Layla, Arce's grand-daughter, is a princess whose smile could melt anyone’s heart.

“She’s a down syndrome little girl,” Arce said. “She’s learning how to talk little by little, learning sign language, too.”

But on June 27, 2022 her second birthday, she got sick.

“She was with fevers and everything,” Arce said. “We went to different clinics and hospitals in Laredo. No one could give me a diagnosis.”

Arce said Layla went through more blood work.

“They told me she had a 99 percent chance of having leukemia,” Arce said.

Layla and her mom were flown straight from their hometown Laredo, to Driscoll Children’s Hospital in Corpus Christi.

Arce followed behind them.

“That day she had her surgery for her Medi port,” Arce said. “They did the lumber spine, the bone marrow, you name it.”

The news of her diagnosis devastated her family.

“She’s born with down syndrome so that’s one major thing we have to take care of and then boom, Leukemia,” Arce said. “Like, why? Why her? How?”

“So my daughter, (Layla’s) mother, she’s a single mom, could stay home in Laredo to take care of her ten month old baby (and) finish college,” Arce said.

“We’re most of the time meeting them on the worst day of their life,” Laura Esparza, a medical social worker at DCH said. “The families arrive sometimes with no place to stay, no clothing, no food.”

Esparza helped Arce with lodging and food while Driscoll’s doctors and nurses helped Layla.

“Places to call for donations, the leukemia center, the cancer society, all of that,” Arce said. “Thanks to them I also got warm clothes cause, like I said, we didn’t bring anything."

She said the kind of care Driscoll provides wasn’t available in Laredo.

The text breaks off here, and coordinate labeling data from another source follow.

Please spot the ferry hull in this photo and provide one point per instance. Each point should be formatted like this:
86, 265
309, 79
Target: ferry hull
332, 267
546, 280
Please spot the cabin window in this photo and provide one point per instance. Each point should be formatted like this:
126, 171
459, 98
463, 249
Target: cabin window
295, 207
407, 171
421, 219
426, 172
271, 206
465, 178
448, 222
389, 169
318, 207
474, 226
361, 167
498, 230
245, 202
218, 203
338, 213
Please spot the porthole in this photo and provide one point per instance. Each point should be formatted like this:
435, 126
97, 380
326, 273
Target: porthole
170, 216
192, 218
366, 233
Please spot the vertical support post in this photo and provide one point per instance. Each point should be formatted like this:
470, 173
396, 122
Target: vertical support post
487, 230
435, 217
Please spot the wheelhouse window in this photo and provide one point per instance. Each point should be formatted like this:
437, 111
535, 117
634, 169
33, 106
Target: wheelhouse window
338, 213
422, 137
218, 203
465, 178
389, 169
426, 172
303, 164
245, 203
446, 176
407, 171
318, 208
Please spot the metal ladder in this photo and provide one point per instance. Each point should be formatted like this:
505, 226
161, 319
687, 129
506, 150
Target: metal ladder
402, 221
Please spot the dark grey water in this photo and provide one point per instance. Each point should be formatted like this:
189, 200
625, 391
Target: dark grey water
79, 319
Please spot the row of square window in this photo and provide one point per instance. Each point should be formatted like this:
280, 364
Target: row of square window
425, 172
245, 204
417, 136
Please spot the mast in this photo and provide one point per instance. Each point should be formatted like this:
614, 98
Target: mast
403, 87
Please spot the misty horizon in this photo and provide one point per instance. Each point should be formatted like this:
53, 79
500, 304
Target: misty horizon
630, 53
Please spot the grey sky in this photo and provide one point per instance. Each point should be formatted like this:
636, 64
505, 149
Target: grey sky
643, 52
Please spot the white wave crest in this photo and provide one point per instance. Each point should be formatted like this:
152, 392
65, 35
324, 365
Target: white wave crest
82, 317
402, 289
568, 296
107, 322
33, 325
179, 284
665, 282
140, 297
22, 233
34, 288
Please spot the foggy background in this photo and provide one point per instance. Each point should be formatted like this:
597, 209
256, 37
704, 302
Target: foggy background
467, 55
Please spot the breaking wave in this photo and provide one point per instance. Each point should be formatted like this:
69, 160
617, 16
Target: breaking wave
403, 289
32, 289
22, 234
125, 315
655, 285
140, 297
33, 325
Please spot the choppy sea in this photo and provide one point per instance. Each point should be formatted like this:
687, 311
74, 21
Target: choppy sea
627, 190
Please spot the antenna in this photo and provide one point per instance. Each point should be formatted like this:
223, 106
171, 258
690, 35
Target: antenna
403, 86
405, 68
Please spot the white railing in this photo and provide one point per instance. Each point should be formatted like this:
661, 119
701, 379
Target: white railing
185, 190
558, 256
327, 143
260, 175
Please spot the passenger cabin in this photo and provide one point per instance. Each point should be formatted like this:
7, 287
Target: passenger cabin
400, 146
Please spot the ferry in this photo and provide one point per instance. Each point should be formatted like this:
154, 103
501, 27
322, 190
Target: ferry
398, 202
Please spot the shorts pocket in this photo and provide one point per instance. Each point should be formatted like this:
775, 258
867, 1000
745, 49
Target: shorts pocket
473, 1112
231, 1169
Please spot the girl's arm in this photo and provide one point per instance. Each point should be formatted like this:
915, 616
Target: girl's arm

“It takes away a burden of, 'how are you going to pay for this?'” Arce said “How are you going to do this? How are you going to do that.”

“They were telling me that she’s one in a million that didn’t get one side effect,” Arce said.

She crossed several milestones that her family worried she’d never get to.

“Dec. 11 to be exact, they gave her, her own walker,” Arce said. “She started walking that day.”

Layla spent seven months in the hospital.

“Her last treatment was on Tuesday so she’s done with treatment,” Arce said.

Soon, she’ll go home and the doctors, nurses, social workers and staff that became her second family, will cheer her on.

“They’ve been so helpful,” Arce said. “They go above and beyond and they’re always there.”

Esparza said they don’t turn children away and DCH provides full care from the moment they arrive.

That’s why fundraisers like Fiesta De Los Ninos are important to keeping the hospital running.

100 percent of the net proceeds directly benefit the hospital.